Let’s hope that the Anglican primates come to see how the sword of the Spirit cuts both ways. Let’s hope that their advancing the cause of study will make learners of us all, and open everyone, including the most tradition-bound of the primates, to that “uniqueness of the work of the Holy Spirit in each place.”

The aim of the TEAC Working Group is summed up in a quotation from the Letter to the Ephesians: “…to equip the saints for the work of ministry, for building up the body of Christ, until all of us come to the unity of the faith and of the knowledge of the Son of God, to maturity, to the measure of the full stature of Christ…”

There’s the astonishing ultimate purpose of study, as it is of the other holy habits, worship, Sabbath time, prayer, and giving—the breathtaking purpose put to every cluster of parents and Godparents at every baptism: “Will you by your prayers and witness help this child to grow into the full stature of Christ?”

What kind of study does that take? It may be better to ask, “How does he teach?” He teaches by parables, those annoyingly subversive stories like today’s in Luke, the fig tree that hasn’t yet yielded fruit. At the least, this story reminds us that it is by our fruit that we are known. And as parables do, this one requires imagination, enough to reconsider your own life and how fruit-bearing it is. What expectations do you have of yourself? What expectations does God have of you? And how patient is your own stewarding of your life, your manuring of your own fig tree?

Is it too wacky to think of study as the manuring of our garden, the absorbing of what is passed down to us?

In his classic little book, Will Our Children Have Faith?, John Westerhoff uses the ancient Greek word catechesis to embrace all forms of study, including formation, education, and instruction or training.

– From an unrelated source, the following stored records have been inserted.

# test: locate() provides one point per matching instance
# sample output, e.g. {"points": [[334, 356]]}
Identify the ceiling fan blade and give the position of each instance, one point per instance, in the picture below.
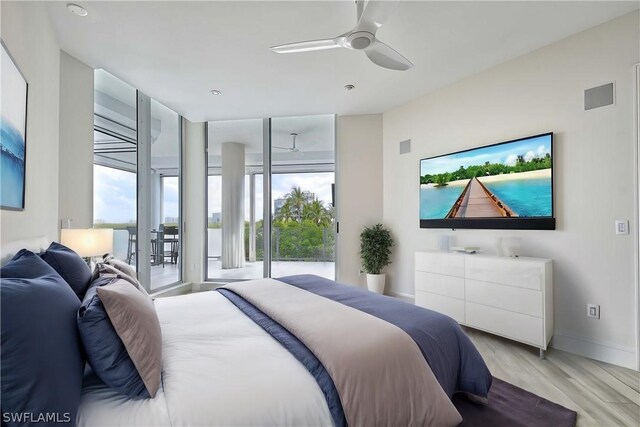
{"points": [[375, 14], [308, 46], [384, 56]]}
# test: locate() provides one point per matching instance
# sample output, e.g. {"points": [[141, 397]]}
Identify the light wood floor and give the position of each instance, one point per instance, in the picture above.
{"points": [[601, 394]]}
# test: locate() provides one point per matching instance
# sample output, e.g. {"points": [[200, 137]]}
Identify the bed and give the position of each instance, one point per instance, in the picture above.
{"points": [[220, 367], [300, 350]]}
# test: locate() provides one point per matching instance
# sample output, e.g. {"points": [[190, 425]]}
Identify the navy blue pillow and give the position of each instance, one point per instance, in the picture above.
{"points": [[73, 269], [105, 350], [42, 359]]}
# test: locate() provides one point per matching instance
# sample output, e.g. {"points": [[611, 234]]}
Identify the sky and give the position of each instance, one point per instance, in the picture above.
{"points": [[115, 193], [503, 153], [281, 184]]}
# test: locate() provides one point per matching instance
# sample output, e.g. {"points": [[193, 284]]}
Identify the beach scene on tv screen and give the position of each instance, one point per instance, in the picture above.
{"points": [[511, 180]]}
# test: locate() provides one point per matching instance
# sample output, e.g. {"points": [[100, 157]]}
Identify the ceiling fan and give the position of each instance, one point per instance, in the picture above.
{"points": [[293, 148], [362, 37]]}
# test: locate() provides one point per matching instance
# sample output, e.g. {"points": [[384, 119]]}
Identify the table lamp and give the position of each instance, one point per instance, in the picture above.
{"points": [[88, 242]]}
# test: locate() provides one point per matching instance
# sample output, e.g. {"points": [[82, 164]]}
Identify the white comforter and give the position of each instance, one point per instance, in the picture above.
{"points": [[219, 368]]}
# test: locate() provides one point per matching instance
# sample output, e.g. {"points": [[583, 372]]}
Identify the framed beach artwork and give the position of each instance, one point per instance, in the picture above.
{"points": [[13, 133]]}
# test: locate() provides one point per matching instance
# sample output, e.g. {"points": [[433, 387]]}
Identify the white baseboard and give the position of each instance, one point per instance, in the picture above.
{"points": [[609, 353], [401, 295]]}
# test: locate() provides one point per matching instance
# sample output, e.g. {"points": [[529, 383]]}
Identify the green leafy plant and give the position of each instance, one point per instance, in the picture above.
{"points": [[375, 248]]}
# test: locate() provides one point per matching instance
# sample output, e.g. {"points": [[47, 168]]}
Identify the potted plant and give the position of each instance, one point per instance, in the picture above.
{"points": [[375, 251]]}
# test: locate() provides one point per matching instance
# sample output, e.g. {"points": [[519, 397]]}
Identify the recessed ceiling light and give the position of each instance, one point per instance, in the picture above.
{"points": [[76, 9]]}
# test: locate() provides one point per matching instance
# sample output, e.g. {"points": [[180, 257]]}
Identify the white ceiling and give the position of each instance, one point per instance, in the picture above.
{"points": [[176, 52]]}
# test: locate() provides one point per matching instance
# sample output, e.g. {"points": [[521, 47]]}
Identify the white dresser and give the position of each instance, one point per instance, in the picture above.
{"points": [[510, 297]]}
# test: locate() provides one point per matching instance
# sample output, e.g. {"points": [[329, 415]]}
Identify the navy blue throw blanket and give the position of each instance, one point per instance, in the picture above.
{"points": [[454, 360], [300, 351]]}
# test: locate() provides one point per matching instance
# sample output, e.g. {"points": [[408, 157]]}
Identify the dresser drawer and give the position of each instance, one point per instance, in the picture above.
{"points": [[520, 300], [440, 284], [508, 271], [452, 307], [519, 327], [440, 263]]}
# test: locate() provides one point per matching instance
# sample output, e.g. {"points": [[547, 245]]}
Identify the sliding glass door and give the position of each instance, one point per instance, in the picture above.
{"points": [[297, 155], [137, 184]]}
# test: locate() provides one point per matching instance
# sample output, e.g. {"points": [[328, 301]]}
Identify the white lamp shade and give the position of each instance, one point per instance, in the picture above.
{"points": [[88, 242]]}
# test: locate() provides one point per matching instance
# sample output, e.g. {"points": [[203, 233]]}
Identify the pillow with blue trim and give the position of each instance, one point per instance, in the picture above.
{"points": [[105, 351], [73, 269], [42, 358]]}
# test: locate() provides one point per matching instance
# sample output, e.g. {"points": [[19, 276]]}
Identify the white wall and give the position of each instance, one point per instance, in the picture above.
{"points": [[193, 202], [76, 142], [359, 188], [28, 35], [594, 174]]}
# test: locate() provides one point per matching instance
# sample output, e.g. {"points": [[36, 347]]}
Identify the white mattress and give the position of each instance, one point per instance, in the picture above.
{"points": [[219, 368]]}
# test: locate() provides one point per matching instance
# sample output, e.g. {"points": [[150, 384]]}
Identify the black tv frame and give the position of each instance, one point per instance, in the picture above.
{"points": [[535, 223]]}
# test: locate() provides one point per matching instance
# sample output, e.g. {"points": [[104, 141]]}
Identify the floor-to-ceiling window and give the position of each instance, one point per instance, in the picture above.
{"points": [[235, 199], [119, 163], [166, 230], [115, 162], [299, 199]]}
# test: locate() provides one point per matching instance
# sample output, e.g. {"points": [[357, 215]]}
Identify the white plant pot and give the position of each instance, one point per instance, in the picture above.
{"points": [[375, 282]]}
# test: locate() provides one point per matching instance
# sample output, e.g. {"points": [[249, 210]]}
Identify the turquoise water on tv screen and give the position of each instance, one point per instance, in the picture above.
{"points": [[435, 202], [526, 197]]}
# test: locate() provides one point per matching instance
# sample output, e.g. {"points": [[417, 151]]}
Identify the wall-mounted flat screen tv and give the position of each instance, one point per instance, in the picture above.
{"points": [[501, 186]]}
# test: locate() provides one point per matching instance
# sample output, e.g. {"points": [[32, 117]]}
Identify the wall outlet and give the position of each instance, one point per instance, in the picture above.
{"points": [[622, 226]]}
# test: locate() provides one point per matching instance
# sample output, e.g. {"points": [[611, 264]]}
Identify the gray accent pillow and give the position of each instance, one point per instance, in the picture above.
{"points": [[135, 320], [108, 269]]}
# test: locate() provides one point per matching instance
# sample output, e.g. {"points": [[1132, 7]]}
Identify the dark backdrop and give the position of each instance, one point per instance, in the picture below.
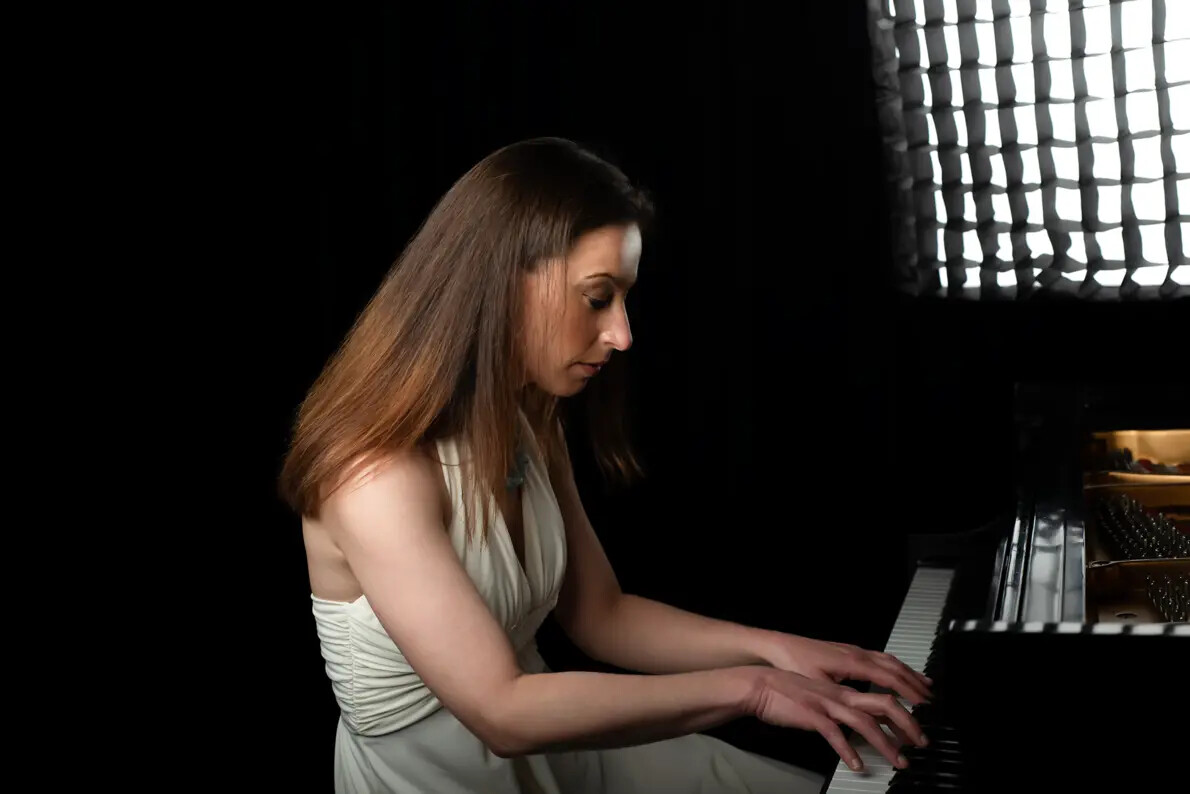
{"points": [[799, 417]]}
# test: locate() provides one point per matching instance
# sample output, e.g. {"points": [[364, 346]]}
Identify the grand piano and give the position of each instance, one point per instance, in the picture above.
{"points": [[1057, 636]]}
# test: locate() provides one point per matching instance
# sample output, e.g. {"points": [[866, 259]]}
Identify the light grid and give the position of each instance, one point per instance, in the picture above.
{"points": [[1045, 144]]}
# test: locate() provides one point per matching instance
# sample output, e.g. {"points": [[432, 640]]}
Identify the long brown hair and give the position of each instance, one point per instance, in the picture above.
{"points": [[436, 351]]}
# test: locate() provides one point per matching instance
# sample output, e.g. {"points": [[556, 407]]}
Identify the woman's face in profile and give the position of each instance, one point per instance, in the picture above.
{"points": [[575, 314]]}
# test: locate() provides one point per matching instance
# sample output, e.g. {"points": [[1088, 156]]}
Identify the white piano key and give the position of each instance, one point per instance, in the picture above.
{"points": [[913, 633]]}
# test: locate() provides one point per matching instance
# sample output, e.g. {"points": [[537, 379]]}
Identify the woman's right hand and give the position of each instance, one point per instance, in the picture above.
{"points": [[791, 700]]}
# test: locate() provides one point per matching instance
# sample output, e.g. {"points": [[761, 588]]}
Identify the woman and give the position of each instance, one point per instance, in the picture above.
{"points": [[443, 524]]}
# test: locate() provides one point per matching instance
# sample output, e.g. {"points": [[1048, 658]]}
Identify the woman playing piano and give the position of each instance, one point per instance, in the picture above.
{"points": [[443, 524]]}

In that Greek word is a root that means “echo” or “sound through”, suggesting imitation of what has been passed by mouth from generation to generation.

Instruction or training, he says, could make it possible for a person to know all about Christianity and the Christian life, but have no desire to live it.

Education, he says, could sharpen a person’s critical reflection on the Christian life and faith in the light of scripture, tradition, and reason—but leave a person uncommitted.

Formation is what shapes a person’s faith, consciousness, and character. It is an intentional engagement by which the Christian community’s culture (its way of life), worldview, and values are transmitted from one generation to another. Even formation isn’t enough, he says.

Catechesis, the Church’s responsibility, requires all three essential styles of study. And it requires the Spirit of God.

Whew! We’d better get cracking. And imaginative, if it is to be passed from generation to generation… by us.